Rivas E, Eddy S R
Department of Genetics, Washington University, St. Louis, MO 63110, USA.
Bioinformatics. 2000 Apr;16(4):334-40. doi: 10.1093/bioinformatics/16.4.334.
In a previous paper, we presented a polynomial time dynamic programming algorithm for predicting optimal RNA secondary structure including pseudoknots. However, a formal grammatical representation for RNA secondary structure with pseudoknots was still lacking.

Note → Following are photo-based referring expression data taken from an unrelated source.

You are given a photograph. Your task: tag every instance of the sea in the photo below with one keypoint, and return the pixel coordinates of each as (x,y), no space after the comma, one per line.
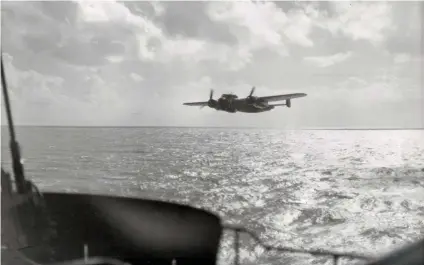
(359,191)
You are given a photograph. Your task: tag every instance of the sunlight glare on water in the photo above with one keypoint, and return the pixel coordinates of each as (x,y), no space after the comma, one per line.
(356,191)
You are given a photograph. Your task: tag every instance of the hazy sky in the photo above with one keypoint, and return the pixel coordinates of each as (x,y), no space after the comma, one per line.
(135,63)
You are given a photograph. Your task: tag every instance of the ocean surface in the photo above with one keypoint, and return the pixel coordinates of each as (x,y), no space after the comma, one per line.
(355,191)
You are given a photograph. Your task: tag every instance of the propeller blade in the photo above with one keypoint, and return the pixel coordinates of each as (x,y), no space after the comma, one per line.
(252,91)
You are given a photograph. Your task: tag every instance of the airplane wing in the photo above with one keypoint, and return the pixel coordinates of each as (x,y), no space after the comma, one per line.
(196,103)
(282,97)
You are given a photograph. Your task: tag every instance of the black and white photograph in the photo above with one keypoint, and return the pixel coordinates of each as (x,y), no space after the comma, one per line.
(212,132)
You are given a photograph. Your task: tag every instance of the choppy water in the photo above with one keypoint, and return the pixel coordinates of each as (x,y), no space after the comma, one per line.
(359,191)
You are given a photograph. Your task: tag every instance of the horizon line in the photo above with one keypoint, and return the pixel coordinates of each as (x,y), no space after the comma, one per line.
(224,127)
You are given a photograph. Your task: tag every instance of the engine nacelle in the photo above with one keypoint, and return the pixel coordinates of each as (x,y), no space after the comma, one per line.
(288,103)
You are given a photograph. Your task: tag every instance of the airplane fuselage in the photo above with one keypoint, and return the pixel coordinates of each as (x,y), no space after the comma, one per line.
(233,105)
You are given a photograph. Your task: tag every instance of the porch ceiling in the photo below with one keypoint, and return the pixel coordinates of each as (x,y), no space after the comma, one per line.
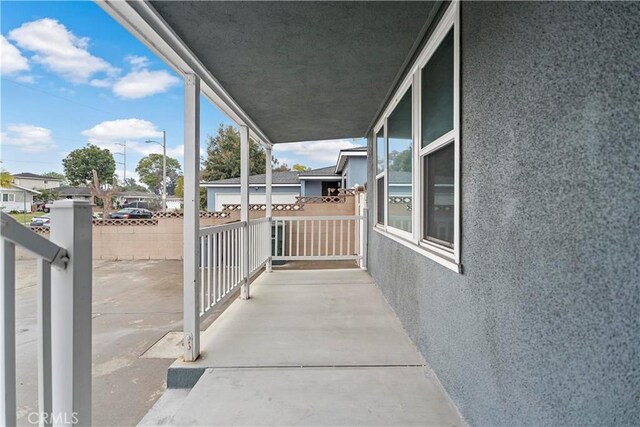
(302,70)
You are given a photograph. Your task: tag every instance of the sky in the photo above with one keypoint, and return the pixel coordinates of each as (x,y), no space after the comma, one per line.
(71,75)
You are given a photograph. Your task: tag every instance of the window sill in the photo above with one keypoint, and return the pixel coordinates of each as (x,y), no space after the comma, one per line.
(440,259)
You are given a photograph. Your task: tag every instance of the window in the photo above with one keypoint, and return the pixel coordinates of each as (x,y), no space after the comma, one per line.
(380,176)
(399,153)
(417,149)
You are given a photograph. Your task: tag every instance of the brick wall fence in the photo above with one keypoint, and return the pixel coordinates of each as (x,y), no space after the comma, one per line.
(161,237)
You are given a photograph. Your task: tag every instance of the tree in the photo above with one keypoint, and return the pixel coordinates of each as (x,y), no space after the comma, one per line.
(300,168)
(130,184)
(150,171)
(179,190)
(80,163)
(56,175)
(223,156)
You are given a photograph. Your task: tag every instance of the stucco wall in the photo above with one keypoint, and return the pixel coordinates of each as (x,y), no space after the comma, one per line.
(542,327)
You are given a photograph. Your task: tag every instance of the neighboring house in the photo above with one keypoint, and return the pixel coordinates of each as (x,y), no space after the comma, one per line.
(36,182)
(78,193)
(350,170)
(174,203)
(352,166)
(16,198)
(285,189)
(125,197)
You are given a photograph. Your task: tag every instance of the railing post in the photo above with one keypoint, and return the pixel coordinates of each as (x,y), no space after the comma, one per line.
(8,331)
(71,228)
(268,185)
(244,209)
(191,226)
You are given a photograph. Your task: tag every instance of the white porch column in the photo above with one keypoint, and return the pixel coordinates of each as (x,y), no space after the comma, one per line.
(244,208)
(269,179)
(71,228)
(191,217)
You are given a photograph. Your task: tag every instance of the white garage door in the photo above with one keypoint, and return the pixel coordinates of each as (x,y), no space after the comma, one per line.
(232,199)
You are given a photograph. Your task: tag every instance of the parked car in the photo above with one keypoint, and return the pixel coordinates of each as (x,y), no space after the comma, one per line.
(131,213)
(40,221)
(140,205)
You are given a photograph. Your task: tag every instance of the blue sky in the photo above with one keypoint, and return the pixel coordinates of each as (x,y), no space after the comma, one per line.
(72,75)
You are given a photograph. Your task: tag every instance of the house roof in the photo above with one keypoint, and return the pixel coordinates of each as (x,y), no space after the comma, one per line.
(278,178)
(35,176)
(19,188)
(326,171)
(301,56)
(345,153)
(67,190)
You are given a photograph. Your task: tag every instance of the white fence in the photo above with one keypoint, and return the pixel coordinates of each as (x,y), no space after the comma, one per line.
(63,314)
(318,238)
(221,248)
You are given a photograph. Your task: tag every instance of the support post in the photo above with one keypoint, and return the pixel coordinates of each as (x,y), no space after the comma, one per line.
(191,230)
(71,228)
(244,208)
(268,186)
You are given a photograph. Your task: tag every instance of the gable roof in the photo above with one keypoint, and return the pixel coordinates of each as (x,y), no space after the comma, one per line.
(36,176)
(326,171)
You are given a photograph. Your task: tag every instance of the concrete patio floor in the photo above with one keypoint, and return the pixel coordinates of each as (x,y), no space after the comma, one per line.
(314,347)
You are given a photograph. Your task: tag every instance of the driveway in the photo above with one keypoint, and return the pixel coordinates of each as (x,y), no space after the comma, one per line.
(135,303)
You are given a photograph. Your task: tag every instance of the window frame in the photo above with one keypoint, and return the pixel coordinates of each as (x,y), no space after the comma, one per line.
(444,255)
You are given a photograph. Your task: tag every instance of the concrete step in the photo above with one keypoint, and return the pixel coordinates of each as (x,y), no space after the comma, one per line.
(367,396)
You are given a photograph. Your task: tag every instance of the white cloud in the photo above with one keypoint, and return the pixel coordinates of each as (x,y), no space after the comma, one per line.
(29,138)
(132,131)
(312,152)
(11,60)
(59,50)
(142,83)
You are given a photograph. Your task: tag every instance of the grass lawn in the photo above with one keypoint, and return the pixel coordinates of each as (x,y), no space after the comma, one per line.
(26,218)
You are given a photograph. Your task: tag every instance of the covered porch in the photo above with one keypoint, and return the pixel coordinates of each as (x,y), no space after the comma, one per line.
(311,347)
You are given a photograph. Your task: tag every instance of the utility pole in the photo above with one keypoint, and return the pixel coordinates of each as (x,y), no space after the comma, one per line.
(164,168)
(124,160)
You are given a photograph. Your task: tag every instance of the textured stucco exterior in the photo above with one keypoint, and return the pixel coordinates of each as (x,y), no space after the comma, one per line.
(542,326)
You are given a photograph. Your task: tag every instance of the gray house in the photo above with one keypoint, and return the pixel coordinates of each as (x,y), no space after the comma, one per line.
(510,259)
(350,170)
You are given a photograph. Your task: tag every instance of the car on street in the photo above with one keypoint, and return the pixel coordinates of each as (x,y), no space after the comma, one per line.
(40,221)
(131,213)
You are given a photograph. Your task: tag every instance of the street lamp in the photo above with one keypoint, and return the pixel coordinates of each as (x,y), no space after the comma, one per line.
(124,162)
(164,168)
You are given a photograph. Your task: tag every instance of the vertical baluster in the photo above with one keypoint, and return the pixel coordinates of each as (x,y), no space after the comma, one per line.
(312,235)
(341,236)
(348,237)
(334,237)
(209,271)
(44,339)
(305,237)
(203,308)
(8,330)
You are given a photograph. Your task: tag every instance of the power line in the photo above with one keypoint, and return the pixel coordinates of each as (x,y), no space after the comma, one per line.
(60,97)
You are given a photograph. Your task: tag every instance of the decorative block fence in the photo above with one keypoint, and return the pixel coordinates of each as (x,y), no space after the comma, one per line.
(161,237)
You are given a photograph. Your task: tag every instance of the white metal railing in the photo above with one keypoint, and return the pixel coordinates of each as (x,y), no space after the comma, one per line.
(220,263)
(63,315)
(318,238)
(259,244)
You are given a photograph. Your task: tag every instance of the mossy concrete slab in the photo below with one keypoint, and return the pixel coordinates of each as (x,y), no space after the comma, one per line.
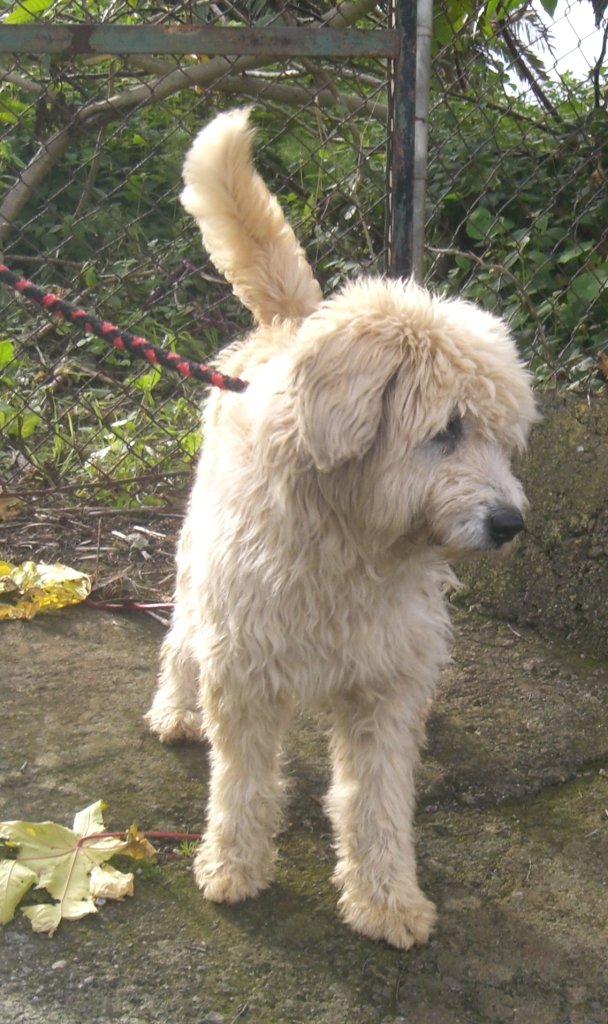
(512,832)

Here we show a one-to-one correspondence between that algorithm and a formal transformational grammar. This grammar class encompasses the context-free grammars and goes beyond to generate pseudoknotted structures. The pseudoknot grammar avoids the use of general context-sensitive rules by introducing a small number of auxiliary symbols used to reorder the strings generated by an otherwise context-free grammar. This formal representation of the residue correlations in RNA structure is important because it means we can build full probabilistic models of RNA secondary structure, including pseudoknots, and use them to optimally parse sequences in polynomial time.
在之前的一篇论文中,我们提出了一种多项式时间动态规划算法,用于预测包括假结在内的最优RNA二级结构。然而,仍然缺乏一种用于带有假结的RNA二级结构的形式语法表示。
在这里,我们展示了该算法与一种形式转换语法之间的一一对应关系。这个语法类包含上下文无关语法,并且超越了它以生成带有假结的结构。假结语法通过引入少量辅助符号来避免使用一般的上下文敏感规则,这些辅助符号用于对由其他方面上下文无关的语法生成的字符串进行重新排序。RNA结构中残基相关性的这种形式表示很重要,因为这意味着我们可以构建包括假结在内的RNA二级结构的完整概率模型,并使用它们在多项式时间内对序列进行最优解析。